The outgoing English title-holders’ appeal against a two-year ban is being staged between yesterday and tomorrow by the Lausanne-based Court of Arbitration for Sport. A verdict is likely in late July. Either side could then appeal to the Swiss Federal Court.
Although CAS has conceded a principle of open hearings this one is being held behind closed doors and via video conference.
City, who are still alive in this season’s halted Champions League, were handed the ban in in February for “serious breaches” of club licensing and financial fair play regulations. City have denied the breaches.
The independent adjudicatory chamber of UEFA’s club financial control body ruled that found City had broken the rules by “overstating its sponsorship revenue in its accounts and in the break-even information submitted between 2012 and 2016.” It also complained that the club had “failed to cooperate in the investigation”.
UEFA launched an investigation after German newspaper Der Spiegel published leaked documents in November 2018 alleging City had deliberately inflated the value of a sponsorship deal.
CAS oversees around 700 cases a year and a majority are football matters, notably registration issues.
However this is new ground because the City case is the first in which UEFA has banned a club for two years instead of one over FFP breaches and it is the first time CAS has had to deal with a ban imposed based on information gained from leaks or hacks.

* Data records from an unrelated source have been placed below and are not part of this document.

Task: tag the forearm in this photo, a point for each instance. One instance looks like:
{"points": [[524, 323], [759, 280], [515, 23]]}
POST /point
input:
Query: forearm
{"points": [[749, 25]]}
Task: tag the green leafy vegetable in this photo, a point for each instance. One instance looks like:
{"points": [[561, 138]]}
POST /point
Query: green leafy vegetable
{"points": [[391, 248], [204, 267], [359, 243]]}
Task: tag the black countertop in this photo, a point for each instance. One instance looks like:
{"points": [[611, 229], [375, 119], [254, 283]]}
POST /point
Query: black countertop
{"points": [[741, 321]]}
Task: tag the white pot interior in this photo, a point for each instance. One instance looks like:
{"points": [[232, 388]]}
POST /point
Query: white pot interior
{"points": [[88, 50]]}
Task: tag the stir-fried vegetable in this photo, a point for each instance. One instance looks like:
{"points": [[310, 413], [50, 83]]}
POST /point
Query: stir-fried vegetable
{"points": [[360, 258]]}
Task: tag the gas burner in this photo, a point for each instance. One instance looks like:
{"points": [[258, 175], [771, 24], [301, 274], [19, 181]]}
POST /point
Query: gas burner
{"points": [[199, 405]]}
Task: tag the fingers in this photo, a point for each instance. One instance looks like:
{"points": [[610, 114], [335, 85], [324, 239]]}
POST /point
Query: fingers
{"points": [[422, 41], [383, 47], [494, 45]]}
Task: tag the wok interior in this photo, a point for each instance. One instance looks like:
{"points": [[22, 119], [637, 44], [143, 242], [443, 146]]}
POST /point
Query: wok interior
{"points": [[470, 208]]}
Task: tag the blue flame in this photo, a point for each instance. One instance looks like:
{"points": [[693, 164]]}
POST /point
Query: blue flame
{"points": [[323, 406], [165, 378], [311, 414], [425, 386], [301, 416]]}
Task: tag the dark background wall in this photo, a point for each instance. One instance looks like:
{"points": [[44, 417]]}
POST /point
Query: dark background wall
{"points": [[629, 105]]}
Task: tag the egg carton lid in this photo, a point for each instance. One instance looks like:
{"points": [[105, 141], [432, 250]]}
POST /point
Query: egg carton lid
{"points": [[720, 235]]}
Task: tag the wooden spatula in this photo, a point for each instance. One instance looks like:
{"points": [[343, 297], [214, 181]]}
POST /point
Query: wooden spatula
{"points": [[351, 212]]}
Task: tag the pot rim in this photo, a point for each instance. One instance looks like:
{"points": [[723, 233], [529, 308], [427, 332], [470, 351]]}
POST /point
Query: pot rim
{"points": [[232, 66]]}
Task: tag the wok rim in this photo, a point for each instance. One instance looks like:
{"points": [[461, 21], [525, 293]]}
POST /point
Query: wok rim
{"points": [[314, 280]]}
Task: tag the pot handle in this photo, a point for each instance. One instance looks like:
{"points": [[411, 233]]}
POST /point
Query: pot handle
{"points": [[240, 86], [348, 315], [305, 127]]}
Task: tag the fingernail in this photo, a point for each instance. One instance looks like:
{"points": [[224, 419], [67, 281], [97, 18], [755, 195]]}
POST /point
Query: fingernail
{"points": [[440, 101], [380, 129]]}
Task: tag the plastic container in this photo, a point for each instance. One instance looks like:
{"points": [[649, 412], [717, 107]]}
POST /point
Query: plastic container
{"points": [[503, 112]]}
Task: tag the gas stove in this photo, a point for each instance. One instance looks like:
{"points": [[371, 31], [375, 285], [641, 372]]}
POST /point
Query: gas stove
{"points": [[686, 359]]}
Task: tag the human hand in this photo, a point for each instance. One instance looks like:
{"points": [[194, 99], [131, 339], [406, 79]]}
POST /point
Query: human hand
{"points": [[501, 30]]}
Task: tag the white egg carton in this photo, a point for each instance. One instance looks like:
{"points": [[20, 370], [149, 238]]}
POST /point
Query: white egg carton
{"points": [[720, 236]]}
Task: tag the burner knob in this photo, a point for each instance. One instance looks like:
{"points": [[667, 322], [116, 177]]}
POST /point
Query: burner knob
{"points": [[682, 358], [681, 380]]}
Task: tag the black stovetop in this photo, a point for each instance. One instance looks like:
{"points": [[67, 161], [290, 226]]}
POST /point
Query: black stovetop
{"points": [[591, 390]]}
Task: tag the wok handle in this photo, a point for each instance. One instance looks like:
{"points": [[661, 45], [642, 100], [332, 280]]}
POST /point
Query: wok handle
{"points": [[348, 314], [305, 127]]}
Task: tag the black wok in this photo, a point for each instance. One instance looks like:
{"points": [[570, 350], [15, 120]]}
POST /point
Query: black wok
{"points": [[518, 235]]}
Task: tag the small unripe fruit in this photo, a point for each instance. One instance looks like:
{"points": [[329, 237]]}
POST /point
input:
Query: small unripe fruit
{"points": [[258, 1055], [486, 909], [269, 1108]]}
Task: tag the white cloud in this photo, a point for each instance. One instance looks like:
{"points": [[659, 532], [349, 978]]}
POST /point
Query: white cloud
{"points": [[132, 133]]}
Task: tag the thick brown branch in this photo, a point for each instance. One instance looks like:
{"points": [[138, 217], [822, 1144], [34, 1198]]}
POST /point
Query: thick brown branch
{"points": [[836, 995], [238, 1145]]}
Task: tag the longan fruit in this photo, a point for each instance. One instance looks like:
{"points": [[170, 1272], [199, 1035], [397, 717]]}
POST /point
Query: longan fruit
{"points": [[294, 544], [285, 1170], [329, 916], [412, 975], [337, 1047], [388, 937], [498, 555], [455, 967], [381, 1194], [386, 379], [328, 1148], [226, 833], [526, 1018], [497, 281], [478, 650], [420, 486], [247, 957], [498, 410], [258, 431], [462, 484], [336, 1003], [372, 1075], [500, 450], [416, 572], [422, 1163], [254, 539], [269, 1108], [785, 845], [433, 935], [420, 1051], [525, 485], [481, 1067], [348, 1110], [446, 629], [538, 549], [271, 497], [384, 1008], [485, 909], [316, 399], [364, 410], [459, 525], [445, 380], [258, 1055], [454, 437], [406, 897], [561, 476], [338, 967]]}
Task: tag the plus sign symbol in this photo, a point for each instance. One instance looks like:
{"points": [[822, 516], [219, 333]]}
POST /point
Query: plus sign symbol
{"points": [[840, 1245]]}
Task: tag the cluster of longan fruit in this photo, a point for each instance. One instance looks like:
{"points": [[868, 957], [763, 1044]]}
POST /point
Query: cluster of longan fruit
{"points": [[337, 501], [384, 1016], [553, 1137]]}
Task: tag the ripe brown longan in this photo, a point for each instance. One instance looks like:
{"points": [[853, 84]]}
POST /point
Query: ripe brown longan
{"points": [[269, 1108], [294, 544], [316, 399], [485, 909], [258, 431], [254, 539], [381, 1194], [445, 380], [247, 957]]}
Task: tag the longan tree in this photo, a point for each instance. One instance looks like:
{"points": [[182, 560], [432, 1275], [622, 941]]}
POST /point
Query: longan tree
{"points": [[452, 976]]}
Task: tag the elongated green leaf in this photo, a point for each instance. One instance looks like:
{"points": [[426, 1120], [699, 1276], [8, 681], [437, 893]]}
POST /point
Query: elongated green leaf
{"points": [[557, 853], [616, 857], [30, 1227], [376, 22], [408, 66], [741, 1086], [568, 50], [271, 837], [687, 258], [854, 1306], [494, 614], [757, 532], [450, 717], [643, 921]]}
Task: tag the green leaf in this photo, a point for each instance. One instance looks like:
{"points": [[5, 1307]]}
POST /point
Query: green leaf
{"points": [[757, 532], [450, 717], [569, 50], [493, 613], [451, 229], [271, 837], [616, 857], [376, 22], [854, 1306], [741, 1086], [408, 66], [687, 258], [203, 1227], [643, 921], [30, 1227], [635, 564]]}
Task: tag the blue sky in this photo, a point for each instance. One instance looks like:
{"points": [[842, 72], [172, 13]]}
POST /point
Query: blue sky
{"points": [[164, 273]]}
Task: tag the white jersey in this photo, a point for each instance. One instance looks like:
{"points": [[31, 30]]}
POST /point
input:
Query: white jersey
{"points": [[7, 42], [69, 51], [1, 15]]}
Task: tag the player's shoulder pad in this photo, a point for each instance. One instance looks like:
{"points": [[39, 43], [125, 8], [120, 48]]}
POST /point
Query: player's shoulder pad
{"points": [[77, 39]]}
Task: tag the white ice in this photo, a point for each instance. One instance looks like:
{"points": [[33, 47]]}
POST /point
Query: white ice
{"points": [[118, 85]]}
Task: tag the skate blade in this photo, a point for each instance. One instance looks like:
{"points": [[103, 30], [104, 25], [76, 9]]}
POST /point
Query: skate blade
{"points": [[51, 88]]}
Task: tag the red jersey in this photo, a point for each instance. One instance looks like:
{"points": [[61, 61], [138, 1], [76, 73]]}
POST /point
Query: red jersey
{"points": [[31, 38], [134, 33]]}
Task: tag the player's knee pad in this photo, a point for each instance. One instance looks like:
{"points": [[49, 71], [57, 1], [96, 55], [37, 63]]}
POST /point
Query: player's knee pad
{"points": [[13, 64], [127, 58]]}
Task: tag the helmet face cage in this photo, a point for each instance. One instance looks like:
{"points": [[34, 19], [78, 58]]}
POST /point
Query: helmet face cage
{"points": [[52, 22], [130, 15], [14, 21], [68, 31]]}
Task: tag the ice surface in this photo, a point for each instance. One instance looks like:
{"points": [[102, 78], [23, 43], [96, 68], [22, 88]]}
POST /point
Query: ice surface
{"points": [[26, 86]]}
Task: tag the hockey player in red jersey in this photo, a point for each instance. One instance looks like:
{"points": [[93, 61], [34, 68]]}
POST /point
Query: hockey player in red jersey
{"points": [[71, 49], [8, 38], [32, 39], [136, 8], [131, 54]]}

Initially, even UEFA baulked at taking advantage of the information generated by the Football Leaks operation apparently run by the Portuguese hacker Rui Pinto (who now awaits trial in Portugal on violation of privacy and extortion charges.
UEFA clearly felt that a heavy penalty was necessary because City had been penalised once before over financial fair play. That was back in 2014 when they paid a €20m fine.
City have always denied the accusations. Their ceo, Ferran Soriano, said earlier this year: “We did co-operate with this process. We delivered a long list of documents and support that we believe is irrefutable evidence that the claims are not true.”
CAS has previously accepted the use of hacked evidence and the court’s authority has been validated comparatively recently by the Swiss Federal Court which deals with any appeals.